Old friends and new discoveries

"The real voyage of discovery consists not in seeking new landscapes but in having new eyes." - Marcel Proust, French writer (1871-1922)

Home to southern Ohio for the holidays, and a chance to reconnect with family and old friends. Over lunch with my high school chum Vicki and her boyfriend Dave, we learn (or relearn?) that Dave's undergrad degree is in art, and he is a fellow "art nerd" with a few art history courses under his belt. This discovery leads to an afternoon excursion to downtown Middletown, Ohio to the Riordan Stained Glass Studio. The oldest such studio in the country, it's a veritable gem on a bleak, wintery day in a city that's been through hard times lately. Vicki lives in an historic, 19th century home and got to know the studio's owners and artists when she and her late husband commissioned a period reproduction stained glass panel for their stairway landing. She and Dave were eager to introduce us and let us have a peek at the jewels created within the walls of what I remember as the old Murphy's Five-and-Ten (way back in the '60s)!

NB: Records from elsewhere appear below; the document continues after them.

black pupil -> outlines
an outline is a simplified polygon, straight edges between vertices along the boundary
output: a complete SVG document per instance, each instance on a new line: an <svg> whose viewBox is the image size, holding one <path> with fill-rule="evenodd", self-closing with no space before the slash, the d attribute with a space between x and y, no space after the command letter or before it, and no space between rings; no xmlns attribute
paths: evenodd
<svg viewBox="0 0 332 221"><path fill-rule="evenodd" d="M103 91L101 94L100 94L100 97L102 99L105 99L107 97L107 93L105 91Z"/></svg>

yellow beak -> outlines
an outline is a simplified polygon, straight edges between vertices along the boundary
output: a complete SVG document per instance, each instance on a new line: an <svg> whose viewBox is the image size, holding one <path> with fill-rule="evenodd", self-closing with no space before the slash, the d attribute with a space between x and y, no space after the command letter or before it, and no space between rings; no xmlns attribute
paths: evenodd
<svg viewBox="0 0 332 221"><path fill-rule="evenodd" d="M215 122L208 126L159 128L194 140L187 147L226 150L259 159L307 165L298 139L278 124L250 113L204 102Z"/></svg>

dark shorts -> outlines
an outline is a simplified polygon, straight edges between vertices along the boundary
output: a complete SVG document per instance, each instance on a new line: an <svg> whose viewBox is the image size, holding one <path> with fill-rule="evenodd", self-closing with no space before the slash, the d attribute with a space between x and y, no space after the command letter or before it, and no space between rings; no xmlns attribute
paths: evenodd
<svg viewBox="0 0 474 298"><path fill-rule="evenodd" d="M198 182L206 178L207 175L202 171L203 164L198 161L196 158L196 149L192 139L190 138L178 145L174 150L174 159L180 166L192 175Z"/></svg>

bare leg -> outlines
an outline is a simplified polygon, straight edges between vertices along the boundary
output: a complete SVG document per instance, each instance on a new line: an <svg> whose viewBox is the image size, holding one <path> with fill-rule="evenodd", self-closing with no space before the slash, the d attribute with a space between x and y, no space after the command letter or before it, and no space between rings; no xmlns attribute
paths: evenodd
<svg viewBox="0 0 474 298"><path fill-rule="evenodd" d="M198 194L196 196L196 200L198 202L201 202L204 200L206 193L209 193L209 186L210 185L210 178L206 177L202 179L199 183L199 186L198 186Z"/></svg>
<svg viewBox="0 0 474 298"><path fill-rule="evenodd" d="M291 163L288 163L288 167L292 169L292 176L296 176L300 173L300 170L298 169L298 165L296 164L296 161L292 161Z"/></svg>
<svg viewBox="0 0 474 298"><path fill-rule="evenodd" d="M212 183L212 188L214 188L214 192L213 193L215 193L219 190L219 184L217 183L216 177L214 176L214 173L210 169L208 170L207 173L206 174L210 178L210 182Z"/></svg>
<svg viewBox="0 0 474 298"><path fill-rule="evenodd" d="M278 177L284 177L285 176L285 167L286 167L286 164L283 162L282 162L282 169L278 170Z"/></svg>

As we enter Riordan's, I catch a glimpse of a group of priests in the back room (in their black cassocks and white collars), gathered around a work table and examining a sketch being explained by an artist. Turns out they're from a church in Kentucky that's expanding and installing new stained glass. For a brief second, I could envision a group of medieval clergy gathered around the glaziers' artist or the master mason of the cathedral project, giving their final approval to the guild's design or the architect's plan. Not a whole lot has changed over the last 800 years or so!

The studio creates anything from neo-Gothic designs to Tiffany-style lamps to contemporary secular work to finely detailed jewelry. Even on a gray December afternoon, the work samples lining the windows glow with their own fire. The owners invite Dave and me to rifle through their vast collection of art books, while Vicki and Cliff look on in bewildered amusement. I could have spent hours there and hope to make this a regular "pilgrimage" on trips home from now on. What fun!